Niam hasn’t even said one damn word to me so I angrily eat my dinner and refuse to talk anyone. I console myself that I’ll probably be in another state and another school next year and I won’t have to think about any of these people teasing me. I won’t have to think about my feelings. I won’t have to worry that Niam is a boy who will torment me when he sees me in the halls or the lunchroom or the playground past this June. And June isn’t all that far away anyway.

After dinner we’re treated to a hay ride. I jump in the first cart, eager to get away from my problems and my friends from class sit next to me right away, but the last person in our cart is Niam. Everyone giggles and once the cart starts moving they shuffle around in the back until Niam is seated next to me and then they move away from us, giving us space to talk semi-privately.

“No” I whisper harshly at him.

“No? But I didn’t say anything” he looks at me with his hands open and his head cocked to the side.

“Fine. Say it.” I feel like I’m daring him to confess his darkest secrets to me.

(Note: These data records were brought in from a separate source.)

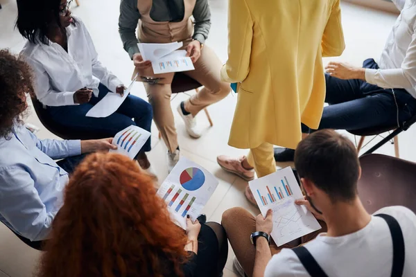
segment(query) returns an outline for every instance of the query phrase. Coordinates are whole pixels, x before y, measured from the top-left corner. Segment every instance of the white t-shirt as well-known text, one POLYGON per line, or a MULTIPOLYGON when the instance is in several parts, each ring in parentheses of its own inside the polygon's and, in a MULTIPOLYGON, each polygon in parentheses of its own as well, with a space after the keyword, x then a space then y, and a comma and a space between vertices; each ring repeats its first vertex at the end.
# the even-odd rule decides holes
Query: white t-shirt
MULTIPOLYGON (((416 215, 402 206, 383 208, 384 213, 399 222, 405 245, 403 277, 416 276, 416 215)), ((320 234, 305 244, 319 265, 330 277, 390 277, 393 248, 385 221, 372 217, 361 230, 341 237, 320 234)), ((310 277, 297 256, 291 249, 275 255, 266 269, 265 277, 310 277)))

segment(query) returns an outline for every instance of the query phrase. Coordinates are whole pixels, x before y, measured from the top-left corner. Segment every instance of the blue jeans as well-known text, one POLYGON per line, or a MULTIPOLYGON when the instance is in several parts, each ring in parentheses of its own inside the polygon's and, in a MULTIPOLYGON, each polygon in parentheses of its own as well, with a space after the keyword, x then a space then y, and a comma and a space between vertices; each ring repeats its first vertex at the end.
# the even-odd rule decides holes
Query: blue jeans
MULTIPOLYGON (((88 103, 48 107, 46 111, 53 120, 62 125, 77 128, 81 131, 95 131, 106 134, 106 137, 114 137, 119 132, 130 125, 137 125, 150 132, 153 119, 152 106, 143 99, 132 95, 127 96, 116 112, 107 117, 96 118, 85 116, 88 111, 110 91, 103 84, 100 84, 98 89, 98 97, 93 96, 88 103)), ((149 138, 141 151, 148 152, 150 149, 149 138)))
MULTIPOLYGON (((373 59, 363 67, 378 69, 373 59)), ((416 99, 405 89, 382 89, 361 80, 340 80, 325 75, 329 104, 324 108, 318 129, 356 130, 377 126, 401 125, 416 111, 416 99), (397 104, 396 105, 396 101, 397 104), (397 119, 397 112, 399 119, 397 119)), ((302 124, 303 133, 313 132, 302 124)))

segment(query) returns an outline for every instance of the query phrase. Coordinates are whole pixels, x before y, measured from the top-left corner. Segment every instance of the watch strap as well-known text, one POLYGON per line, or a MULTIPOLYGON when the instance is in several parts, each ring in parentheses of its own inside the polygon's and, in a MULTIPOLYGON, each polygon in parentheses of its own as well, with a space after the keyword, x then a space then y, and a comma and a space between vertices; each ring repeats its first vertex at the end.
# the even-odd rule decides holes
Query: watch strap
POLYGON ((268 243, 270 244, 270 236, 269 234, 265 232, 254 232, 251 234, 251 240, 252 244, 256 246, 256 242, 260 237, 263 237, 267 240, 268 243))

“I got you this,” he pulls something from his backpack and presses it into my hands, “it doesn’t mean anything unless you like me but if you don’t, you can think of it as an apology for other people being dumb.”

It’s a stuffed animal. In the low light and with the wagon bouncing around it takes a second to see that it’s a stuffed tiger wearing a green shirt with the words “Frost Valley” on it.

It’s fur is soft under my hands.

“I really like you” he stares off the side of the wagon like he hasn’t uttered the words. I let it hang so long I can almost taste his anxiety. “And….I just wanted to ask you to the dance next week.”

I stare at the tiger and then back at the boy who is so terrified of me and yet, so clearly enamored with me. “I don’t know if I like-like you but I’d like to go to the dance with you.” He smiles brightly like I granted him a wish, “Thanks for asking me finally.” Like he granted me a wish in return.

He nervously turns away from me again, but this time he also lays his hand down next to mine. And when I put my hand over his, no one says anything because they can’t see it in the dark.